Section 5.1 — Committees of the Board
The Board may appoint one or more committees comprised of two or more Directors to assist the Board in carrying out the Association's business. Except as prohibited under RCW 24.03A.575 or other applicable law, Committees of the Board may act with full force of the Board to the extent set forth in the meeting minutes or resolution creating the committee.
Committees of the Board shall not be created with the intent of excluding Directors from participating in issues of importance where certain Directors, despite holding different opinions, wish to participate, except as may be appropriate to address matters involving a Director's conflict of interest or status as an opposing party with the Association in active or potential litigation.
Unless agreed to otherwise in the meeting minutes or resolution establishing the Committee, decisions made by a Committee of the Board shall promptly be conveyed to the entire Board, and Committees of the Board shall maintain written records of decisions that shall be kept with the Association's records.
Committee Notes
Board committees can carry board authority but cannot be used to exclude dissenting directors from matters of importance.
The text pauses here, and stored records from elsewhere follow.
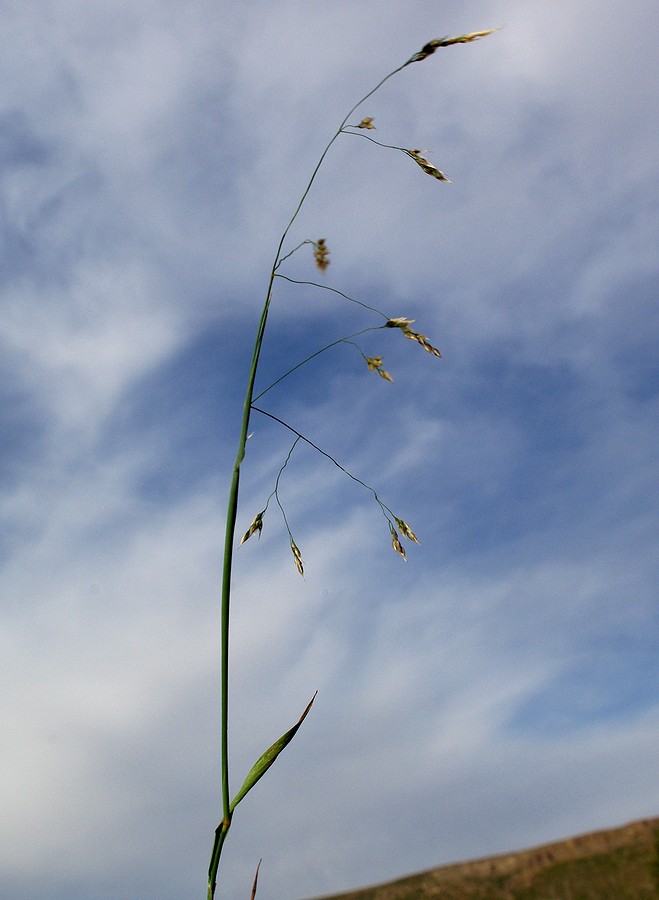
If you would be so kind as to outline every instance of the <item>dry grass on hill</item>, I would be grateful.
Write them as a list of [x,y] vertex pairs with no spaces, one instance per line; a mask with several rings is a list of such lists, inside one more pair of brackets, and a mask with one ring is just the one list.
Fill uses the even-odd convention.
[[441,866],[323,900],[659,898],[659,818],[530,850]]

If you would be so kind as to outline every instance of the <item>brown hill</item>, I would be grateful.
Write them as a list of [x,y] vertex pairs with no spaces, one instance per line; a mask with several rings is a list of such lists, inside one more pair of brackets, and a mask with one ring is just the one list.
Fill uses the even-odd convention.
[[659,898],[659,818],[530,850],[440,866],[322,900]]

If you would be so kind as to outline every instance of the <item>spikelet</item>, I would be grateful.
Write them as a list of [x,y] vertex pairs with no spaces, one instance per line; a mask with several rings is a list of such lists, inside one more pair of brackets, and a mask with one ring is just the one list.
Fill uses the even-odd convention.
[[418,537],[414,534],[407,522],[404,522],[402,519],[396,518],[396,516],[394,516],[394,520],[403,537],[406,537],[408,541],[413,541],[415,544],[419,543]]
[[409,338],[411,341],[416,341],[417,344],[420,344],[426,353],[430,353],[432,356],[438,356],[440,359],[442,358],[442,354],[439,352],[437,347],[433,347],[425,334],[420,334],[418,331],[413,331],[410,328],[412,322],[415,319],[408,319],[406,316],[398,316],[395,319],[389,319],[385,322],[385,328],[400,328],[406,338]]
[[386,369],[382,368],[381,356],[367,356],[366,365],[371,372],[377,372],[380,378],[384,378],[385,381],[393,381],[393,378],[391,377],[389,372],[387,372]]
[[389,531],[391,532],[391,546],[394,548],[396,553],[401,556],[405,562],[407,562],[407,557],[405,556],[405,548],[400,542],[400,538],[398,537],[398,532],[394,528],[394,526],[389,523]]
[[458,37],[443,37],[437,38],[434,41],[428,41],[418,53],[414,54],[409,62],[421,62],[431,56],[435,50],[438,50],[440,47],[450,47],[452,44],[471,44],[472,41],[487,37],[488,34],[494,34],[495,31],[499,31],[499,29],[488,28],[485,31],[471,31],[469,34],[460,34]]
[[355,125],[355,128],[367,128],[369,131],[373,131],[375,129],[375,125],[373,124],[372,116],[366,116],[361,120],[359,125]]
[[318,238],[317,241],[313,242],[313,257],[316,260],[316,268],[324,272],[330,264],[329,250],[327,249],[325,238]]
[[437,356],[440,359],[442,358],[442,354],[439,352],[437,347],[433,347],[425,334],[419,334],[418,331],[412,331],[411,328],[401,328],[401,331],[406,338],[409,338],[411,341],[416,341],[417,344],[420,344],[426,351],[426,353],[430,353],[432,356]]
[[443,172],[440,172],[436,166],[433,166],[433,164],[429,163],[425,157],[421,156],[419,150],[405,150],[404,152],[414,160],[417,166],[420,166],[420,168],[423,169],[426,175],[431,175],[438,181],[445,181],[447,184],[453,184],[453,182],[447,175],[445,175]]
[[385,322],[385,328],[406,328],[416,322],[416,319],[408,319],[407,316],[398,316],[396,319],[389,319]]
[[291,550],[293,551],[293,559],[295,560],[295,565],[297,567],[298,572],[304,578],[304,565],[302,563],[302,554],[300,553],[300,548],[295,543],[293,538],[291,538]]
[[262,528],[263,528],[263,515],[264,515],[264,513],[265,513],[265,510],[262,510],[260,513],[257,513],[257,514],[254,516],[254,520],[253,520],[252,524],[249,526],[249,528],[247,529],[247,531],[245,532],[245,534],[242,536],[242,539],[241,539],[240,544],[239,544],[238,546],[241,546],[242,544],[245,543],[245,541],[248,541],[248,540],[251,538],[251,536],[252,536],[255,532],[257,532],[257,531],[258,531],[258,533],[259,533],[259,537],[261,537],[261,530],[262,530]]

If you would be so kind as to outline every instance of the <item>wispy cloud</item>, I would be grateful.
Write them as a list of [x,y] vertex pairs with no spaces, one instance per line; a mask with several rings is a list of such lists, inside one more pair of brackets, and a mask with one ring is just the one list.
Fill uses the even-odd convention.
[[[332,260],[294,277],[444,359],[384,329],[363,349],[393,384],[339,346],[261,401],[421,546],[403,565],[368,491],[296,448],[304,582],[276,507],[236,559],[236,781],[319,695],[241,805],[227,892],[261,856],[289,900],[656,814],[656,13],[9,6],[0,894],[202,895],[225,482],[275,241],[361,90],[500,24],[363,110],[454,183],[346,137],[291,234]],[[278,282],[263,386],[353,323]],[[253,429],[244,529],[292,443]]]

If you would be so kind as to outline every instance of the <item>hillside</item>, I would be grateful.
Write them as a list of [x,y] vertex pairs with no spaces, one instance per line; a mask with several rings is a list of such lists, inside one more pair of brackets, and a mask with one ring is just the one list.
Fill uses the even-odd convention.
[[659,818],[440,866],[321,900],[650,900],[659,898]]

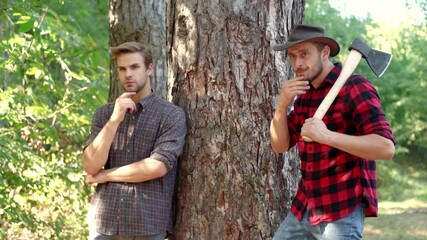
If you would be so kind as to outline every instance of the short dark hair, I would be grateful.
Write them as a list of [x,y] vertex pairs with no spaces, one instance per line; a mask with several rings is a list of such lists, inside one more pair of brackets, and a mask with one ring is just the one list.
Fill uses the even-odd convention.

The anti-exclusion clause is meaningful — committees are tools to distribute work, not mechanisms to sideline board members who disagree. All committee decisions must be reported to the full board and kept in association records. This section is under active review.
Section 5.2 — Advisory Committees
Advisory Committees, not having or exercising the authority of the Board in the management of the Association, may be appointed by the President or the Directors, and such committees may be composed of at least one or more Owner of the Association.
Unless prohibited in the meeting minutes or resolution establishing an Advisory Committee, any privilege under the law that would apply to a Director shall also extend to an Advisory Committee member. Notwithstanding anything to the contrary herein, an Advisory Committee member may not exercise any powers of the Board of Directors.
Committee Notes
Advisory committees open meaningful participation to non-director owners. They can advise, research, and recommend, but cannot take board action. Legal privileges (such as attorney-client privilege in litigation contexts) may extend to advisory committee members, protecting their deliberations. The no-powers limitation ensures advisory committees remain advisory. This section is under active review.
Section 5.3 — Committee Procedure
For meetings and actions taken by Committees authorized to act for the Board, the Committee must comply with Section 3.15 and other notice and operational procedures the same as if a meeting of the Committee was a meeting of the Board.
Committee Notes
Board-authority committees must follow the same open-meeting rules as the full board — including the 15-minute owner comment period (Section 3.15). Committees with board authority cannot operate in secret. This section is under active review.
Section 5.4 — Architectural Control Committee
As may be required or allowed by Declaration Article VII, the Architectural Control Committee ("ACC") shall be comprised of three (3) Directors serving for three (3) year terms. The Board may alter the terms of the ACC members so that their terms are staggered. The removal or resignation of any ACC member from the Board will automatically serve as resignation from the ACC. ACC decisions shall be determined by a majority vote by the members of the ACC and subject to appeal procedures set forth in the Declaration.
Committee Notes
The ACC must be composed of directors — not non-director owners — under this provision. If the ACC leaves the board, they leave the ACC. ACC decisions require a majority vote and are appealable under the Declaration. The committee should consider whether non-director owner participation on the ACC would strengthen community input on architectural decisions. This section is under active review.